I have my mighty 40 amp OE alternator behind the seat and voltage regulator still in place just in case. I can un-wrap the original wires and re-install the OE in an emergency.
You will need a volt meter on a switched ignition circuit to monitor charge system condition with a one wire.
PapaBearYuma and BlueAndWhite - thanks for the replies.
On the new alternator I have a power lead going straight to the battery from the hot post, and I'm grounded to the block at the same place the negative battery cable is grounded.
So this should work with the wiring harness plugged back in and with the ends from the old alternator taped up and not connected to anything?
Here's what I pulled out.

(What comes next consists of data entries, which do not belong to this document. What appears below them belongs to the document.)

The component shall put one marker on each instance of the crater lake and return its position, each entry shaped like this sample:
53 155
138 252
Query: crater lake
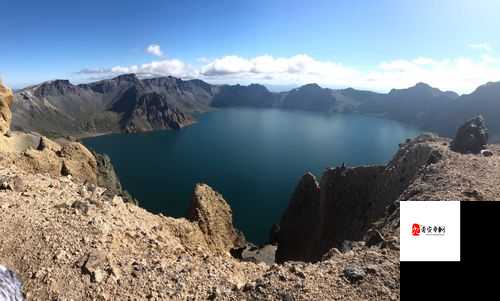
253 157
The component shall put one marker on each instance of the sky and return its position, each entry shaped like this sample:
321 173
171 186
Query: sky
375 45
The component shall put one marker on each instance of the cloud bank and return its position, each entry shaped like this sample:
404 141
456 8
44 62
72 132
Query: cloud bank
460 74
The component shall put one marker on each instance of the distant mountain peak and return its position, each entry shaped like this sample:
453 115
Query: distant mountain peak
127 77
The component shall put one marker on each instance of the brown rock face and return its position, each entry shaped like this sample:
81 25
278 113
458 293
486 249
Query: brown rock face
471 137
347 202
6 99
214 217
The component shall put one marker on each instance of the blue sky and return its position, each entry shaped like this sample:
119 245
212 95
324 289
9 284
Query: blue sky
366 44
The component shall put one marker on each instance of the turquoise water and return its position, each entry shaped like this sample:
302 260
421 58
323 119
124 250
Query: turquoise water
253 157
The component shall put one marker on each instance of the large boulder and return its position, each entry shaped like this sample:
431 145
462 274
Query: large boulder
471 137
214 217
6 99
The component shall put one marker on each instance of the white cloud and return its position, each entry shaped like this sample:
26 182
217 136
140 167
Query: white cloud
482 46
172 67
154 49
460 74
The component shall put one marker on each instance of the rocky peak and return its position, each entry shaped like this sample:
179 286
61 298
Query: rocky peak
6 99
299 231
471 137
214 217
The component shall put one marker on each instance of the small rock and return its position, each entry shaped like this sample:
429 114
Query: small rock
97 276
372 269
287 297
354 273
5 186
93 266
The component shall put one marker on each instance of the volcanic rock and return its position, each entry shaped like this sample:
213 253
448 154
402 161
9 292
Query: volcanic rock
6 99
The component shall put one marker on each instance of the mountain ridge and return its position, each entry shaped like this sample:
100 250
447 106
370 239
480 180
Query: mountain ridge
105 106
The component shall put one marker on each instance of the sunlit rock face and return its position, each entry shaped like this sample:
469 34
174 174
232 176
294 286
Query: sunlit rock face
6 98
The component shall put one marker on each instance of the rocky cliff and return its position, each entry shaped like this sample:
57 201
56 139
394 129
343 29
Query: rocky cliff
127 103
346 203
6 98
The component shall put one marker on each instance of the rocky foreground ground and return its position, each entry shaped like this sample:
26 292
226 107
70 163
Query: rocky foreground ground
68 232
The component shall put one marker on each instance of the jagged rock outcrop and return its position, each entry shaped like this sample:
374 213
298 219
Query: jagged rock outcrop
6 99
122 104
213 215
471 137
299 232
348 200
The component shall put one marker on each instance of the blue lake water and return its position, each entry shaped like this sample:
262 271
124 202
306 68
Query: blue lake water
254 157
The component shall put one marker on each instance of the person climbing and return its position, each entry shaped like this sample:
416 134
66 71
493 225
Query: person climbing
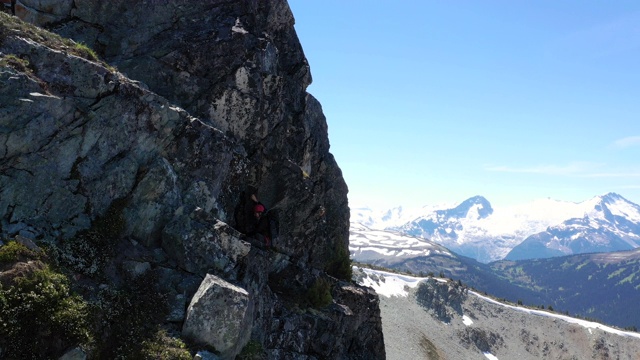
261 230
252 219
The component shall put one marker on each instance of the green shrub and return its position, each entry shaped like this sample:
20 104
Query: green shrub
319 294
339 265
40 317
14 251
252 351
84 51
19 64
90 250
164 347
130 317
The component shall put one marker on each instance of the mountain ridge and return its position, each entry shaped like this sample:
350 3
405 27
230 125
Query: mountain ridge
476 229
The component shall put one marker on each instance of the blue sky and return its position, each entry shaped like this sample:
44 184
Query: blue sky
437 101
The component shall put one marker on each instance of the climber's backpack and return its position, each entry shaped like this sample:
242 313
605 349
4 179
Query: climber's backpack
274 224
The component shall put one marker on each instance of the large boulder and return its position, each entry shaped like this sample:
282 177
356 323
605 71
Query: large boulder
219 315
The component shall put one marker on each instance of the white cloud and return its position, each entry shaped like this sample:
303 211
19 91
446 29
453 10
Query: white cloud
576 168
627 142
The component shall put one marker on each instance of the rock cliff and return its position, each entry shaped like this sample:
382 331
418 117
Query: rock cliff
125 151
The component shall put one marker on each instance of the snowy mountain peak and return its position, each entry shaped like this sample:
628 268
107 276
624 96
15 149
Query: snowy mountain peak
477 206
544 227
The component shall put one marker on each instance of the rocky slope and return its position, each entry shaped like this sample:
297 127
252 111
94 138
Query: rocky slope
129 165
433 319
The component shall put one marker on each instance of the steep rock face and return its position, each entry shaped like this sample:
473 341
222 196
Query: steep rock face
209 98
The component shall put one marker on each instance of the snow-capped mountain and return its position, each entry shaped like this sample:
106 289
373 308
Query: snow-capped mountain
611 223
431 318
386 248
475 229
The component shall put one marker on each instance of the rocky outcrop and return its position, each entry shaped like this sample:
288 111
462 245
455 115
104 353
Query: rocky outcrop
137 161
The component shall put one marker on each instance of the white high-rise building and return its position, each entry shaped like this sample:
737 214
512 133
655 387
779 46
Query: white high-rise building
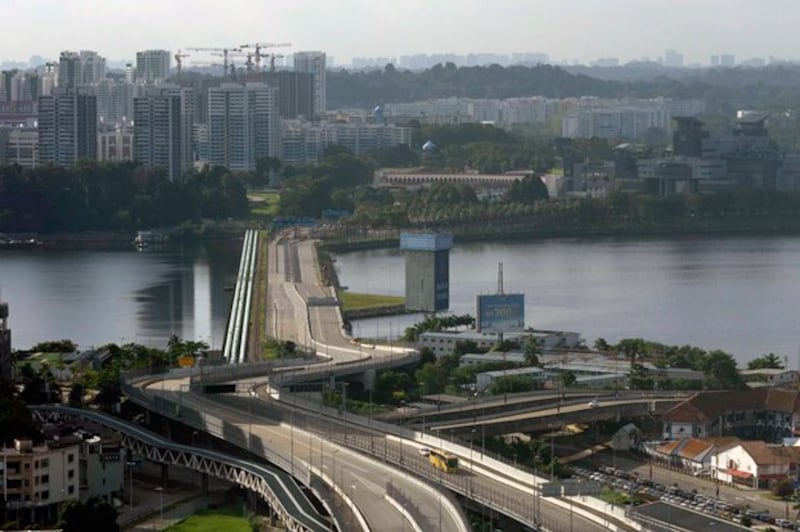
162 129
152 66
67 127
79 69
243 125
314 63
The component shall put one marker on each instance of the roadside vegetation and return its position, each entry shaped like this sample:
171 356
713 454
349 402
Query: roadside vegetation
227 518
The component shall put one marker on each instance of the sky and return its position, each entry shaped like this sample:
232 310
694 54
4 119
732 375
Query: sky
566 30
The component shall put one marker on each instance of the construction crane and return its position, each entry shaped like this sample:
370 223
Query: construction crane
272 58
223 51
259 45
179 60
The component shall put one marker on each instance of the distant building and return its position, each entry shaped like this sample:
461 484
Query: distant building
20 146
152 66
5 343
314 63
427 270
756 464
766 413
80 69
296 93
243 125
67 127
37 478
115 144
162 129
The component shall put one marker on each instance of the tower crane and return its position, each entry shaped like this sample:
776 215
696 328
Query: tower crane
223 51
179 60
259 45
272 58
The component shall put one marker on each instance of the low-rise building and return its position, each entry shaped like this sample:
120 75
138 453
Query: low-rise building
36 478
755 464
766 413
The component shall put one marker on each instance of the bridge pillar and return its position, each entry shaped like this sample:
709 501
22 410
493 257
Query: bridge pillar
164 475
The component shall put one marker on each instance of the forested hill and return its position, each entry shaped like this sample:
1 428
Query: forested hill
369 88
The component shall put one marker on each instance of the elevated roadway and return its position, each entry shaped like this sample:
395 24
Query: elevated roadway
298 310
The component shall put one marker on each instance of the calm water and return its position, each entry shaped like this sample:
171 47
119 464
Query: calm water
94 297
738 294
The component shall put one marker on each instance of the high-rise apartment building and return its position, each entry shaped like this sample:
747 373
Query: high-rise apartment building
296 96
314 63
243 125
79 69
5 343
162 129
152 66
114 101
67 127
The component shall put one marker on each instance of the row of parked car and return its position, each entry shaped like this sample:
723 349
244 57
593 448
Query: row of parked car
648 490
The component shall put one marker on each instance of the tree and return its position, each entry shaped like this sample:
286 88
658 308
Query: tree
721 373
783 489
92 514
769 361
531 352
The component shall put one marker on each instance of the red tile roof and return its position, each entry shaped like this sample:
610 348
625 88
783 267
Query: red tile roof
705 407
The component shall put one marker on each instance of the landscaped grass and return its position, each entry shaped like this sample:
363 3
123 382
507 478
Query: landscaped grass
354 301
228 518
263 204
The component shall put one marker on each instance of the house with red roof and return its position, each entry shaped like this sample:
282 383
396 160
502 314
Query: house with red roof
768 414
755 464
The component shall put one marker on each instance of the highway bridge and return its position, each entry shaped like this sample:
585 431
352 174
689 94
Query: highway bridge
314 442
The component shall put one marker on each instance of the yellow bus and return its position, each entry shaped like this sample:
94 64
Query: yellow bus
443 460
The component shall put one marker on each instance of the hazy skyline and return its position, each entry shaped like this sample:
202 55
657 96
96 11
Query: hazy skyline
566 31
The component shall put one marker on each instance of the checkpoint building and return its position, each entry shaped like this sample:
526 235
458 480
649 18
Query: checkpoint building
427 270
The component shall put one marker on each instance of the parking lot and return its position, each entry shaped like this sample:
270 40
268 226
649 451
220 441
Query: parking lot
673 497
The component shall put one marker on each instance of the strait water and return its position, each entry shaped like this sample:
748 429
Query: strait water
95 297
739 294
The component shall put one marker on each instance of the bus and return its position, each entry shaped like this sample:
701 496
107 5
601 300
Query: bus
443 460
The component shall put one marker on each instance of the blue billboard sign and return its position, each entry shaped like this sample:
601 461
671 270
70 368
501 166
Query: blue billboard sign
501 313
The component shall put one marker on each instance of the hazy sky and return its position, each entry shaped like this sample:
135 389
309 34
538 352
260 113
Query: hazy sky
564 29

There are 3 plugs into wires coming off the starter relay....that's all that would be left to plug in.....well, that, and my horn.
I didn't need it either but the cost was just to good to pass up. The nice thing is when driving at night and sitting at a very long stop light the headlights never dim at idle. Everything is much brighter. I did notice one thing right away. My idle speed increased by about 150 rpm with the 130 amp alt. That could be due to the wiring alone as I had changed out both the original style alternator and regulator with OEM style replacements and never noticed a change in idle speed.
congratulations on getting it going! I'm still on-the-fence on the upgrade. I don't need it, and the current alternator works fine
well for less than what a good new battery costs it was hard not to do it. My truck is a wheeler and i will likely add loghts and I also run an ARB fridge. With the wiring harnes confusion I made it harder than it was.